Nosaina Pokana

Personal information
- Born: 12 April 1996 (age 30)

International information
- National side: Papua New Guinea;
- ODI debut (cap 19): 31 March 2017 v UAE
- Last ODI: 21 September 2022 v Namibia
- T20I debut (cap 16): 6 February 2016 v Ireland
- Last T20I: 31 March 2022 v Nepal

Career statistics
| Competition | ODI | T20I | FC | LA |
| Matches | 20 | 25 | 2 | 26 |
| Runs scored | 57 | 35 | 17 | 81 |
| Batting average | 7.12 | 7.00 | 17.00 | 8.10 |
| 100s/50s | 0/0 | 0/0 | 0/0 | 0/0 |
| Top score | 11* | 9 | 9* | 11* |
| Balls bowled | 929 | 467 | 318 | 1103 |
| Wickets | 25 | 23 | 2 | 35 |
| Bowling average | 28.60 | 22.56 | 62.00 | 24.00 |
| 5 wickets in innings | 0 | 0 | 0 | 1 |
| 10 wickets in match | 0 | 0 | 0 | 0 |
| Best bowling | 3/25 | 3/21 | 1/48 | 5/14 |
| Catches/stumpings | 7/– | 6/– | 1/– | 8/– |

Medal record
Representing Papua New Guinea
Men's Cricket
Pacific Games
| Gold medal – first place | 2019 Apia | Twenty20 International |
| Silver medal – second place | 2015 Port Moresby | 20 over cricket |
- Source: Cricinfo, 21 September 2022

= Nosaina Pokana =

Papua New Guinean cricketer

Nosaina Pokana (born 12 April 1996) is a Papua New Guinean cricketer. He made his Twenty20 International (T20I) debut on 6 February 2016 against Ireland in Australia. He made his List A debut in the 2015–17 ICC World Cricket League Championship on 30 May 2016 against Kenya. His One Day International (ODI) debut, on 31 March 2017, was against the United Arab Emirates in the 2015–17 ICC World Cricket League Championship. His first-class debut, on 7 April 2017, was also against the United Arab Emirates, in the 2015–17 ICC Intercontinental Cup.

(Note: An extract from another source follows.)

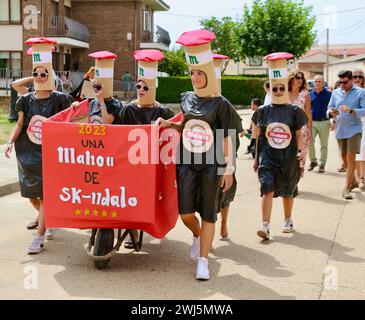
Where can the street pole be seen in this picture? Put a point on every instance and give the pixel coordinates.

In January 2018, the International Cricket Council (ICC) found his bowling action to be illegal, and suspended him from bowling in international cricket. In August 2018, he was named in Papua New Guinea's squad for Group A of the 2018–19 ICC World Twenty20 East Asia-Pacific Qualifier tournament. In March 2019, he was named in Papua New Guinea's squad for the Regional Finals of the 2018–19 ICC World Twenty20 East Asia-Pacific Qualifier tournament. He was in Papua New Guinea's squad for the 2019 ICC World Cricket League Division Two tournament in Namibia. In Papua New Guinea's match against Oman, Pokana took his first five-wicket haul in List A cricket. He was the leading wicket-taker for Papua New Guinea in the tournament, with 13 dismissals in six matches.

In June 2019, he was selected to represent the Papua New Guinea cricket team in the men's tournament at the 2019 Pacific Games. In September 2019, he was named in Papua New Guinea's squad for the 2019 ICC T20 World Cup Qualifier tournament in the United Arab Emirates. Ahead of the tournament, the International Cricket Council (ICC) named him as the player to watch in Papua New Guinea's squad.

Pokana was in Papua New Guinea's squad for the 2021 ICC Men's T20 World Cup.